News Flash: Harvey Weinstein Wins 'Argument'

So it's barely 11 a.m. on Monday and I've already read what will likely be the best news item of the week: a few pages from Brian Sibley's new biography of Peter Jackson, as excerpted by the London Times. Not that Jackson or his films particularly arouse me, but when you view The Lord of the Rings' development phase through the ulcerated prism of a first-look deal at Miramax? Well, you don't need me to tell you how that's going to go:

[Jackson remembered:] "When Bob expressed some opinion that Harvey didn't agree with, Harvey stormed out of the room and disappeared while Bob just kept on talking as if his brother was still in the room. Then, a few minutes later, we heard the stomp, stomp of footsteps and, through the frosted glass, saw this Alfred Hitchcock-style silhouette of Harvey marching back down the corridor.
"He walked into the room holding the Oscar that he had won for The English Patient, which he'd just been to collect from his office, and he slammed it down on the table in front of Bob and screamed: 'Who knows f****** more about scriptwriting, you or me?' We sat there watching this going on and, at first, it was pretty unnerving; then, very quickly, we realised that it is a game; there's no real aggro in these exchanges; they are just playing and having fun." ...
Having no allegiance to Tolkien, Bob also felt free to offer suggestions for improving the original plot.
"At one point Bob said: 'So there's these four hobbits, right? And, you know, they go on this adventure and none of the hobbits die?' Well, no, we explained. Frodo, Sam, Merry and Pippin all survive ... 'Well, we can't have that,' he said. 'We've got to kill a hobbit! I don't care which one; you can pick -- I'm not telling you who it should be: you pick out who you want to kill, but we've really got to kill one of those hobbits!' "

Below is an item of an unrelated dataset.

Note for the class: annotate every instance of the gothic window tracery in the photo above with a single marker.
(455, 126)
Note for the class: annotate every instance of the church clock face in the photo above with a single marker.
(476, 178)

Clearly, just as Jackson and his writing partner Fran Walsh's survival must be commended and honored by digesting this experience in its entirety, don't miss the "oh-by-the-way" caveat required of any Weinstein story disclosing how the brothers pulled in mid-eight-figures on LOTR without even shooting a frame of film. Next thing you know, Harvey will be storming into a Wall Street fundraising meeting with his Nobel Prize for Economics, bellowing something about turning a profit on Doogal.